Of all the ways in which Alaska's aviation and fishing industries have been associated over the years, the use of aircraft to spot fish for commercial fishing operators has by far been the most controversial.
Fish spotting is not unique to Alaska or even the West Coast; according to Aerial Age Weekly, it was used as early as 1920 off the coast of Virginia when "....each morning at 5 o'clock a flying boat carrying a pilot, radio operator and fish spotter leaves the station to aid fishing craft."
In Alaska, an early mention of the practice can be found in Pacific Fisherman, which carried a small note in 1940 under the headline "Plane Locates Fish For Petersburg Gillnetters." This "new use of airplanes" was organized by a local gillnetter and pilot to fly the "Stikine flats country" between Petersburg and Wrangell.
The jury was still out then as to how successful the experiment would be, and World War II interrupted any large-scale continuation of the practice -- at least temporarily.
By the 1950s, aerial photography of fish was becoming a valuable tool for the Fish and Wildlife Service, especially to spot salmon in Bristol Bay.

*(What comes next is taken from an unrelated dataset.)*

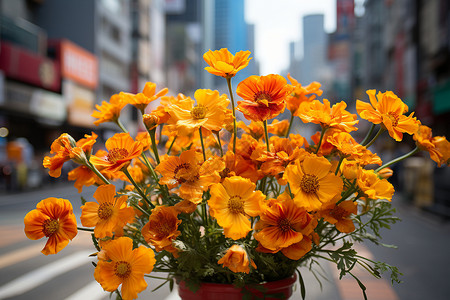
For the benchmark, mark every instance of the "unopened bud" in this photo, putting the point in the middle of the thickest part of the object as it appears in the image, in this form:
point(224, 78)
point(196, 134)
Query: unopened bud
point(150, 121)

Pacific Fisherman recorded that post-war use of aircraft in this capacity was not to be considered casual flying, and required maintaining a constant altitude -- "generally between 600 and 800 feet" -- avoidance of glare and the precision counting of the observer who "counts ten individuals, mentally connects ten such groups to make a block of 100 fish, then divides the entire school into such blocks, tallying the individual hundreds on a hand-counter."
All the while, the pilot was holding the aircraft in a constant-rate turn to provide his passenger a steady view to assist the effort.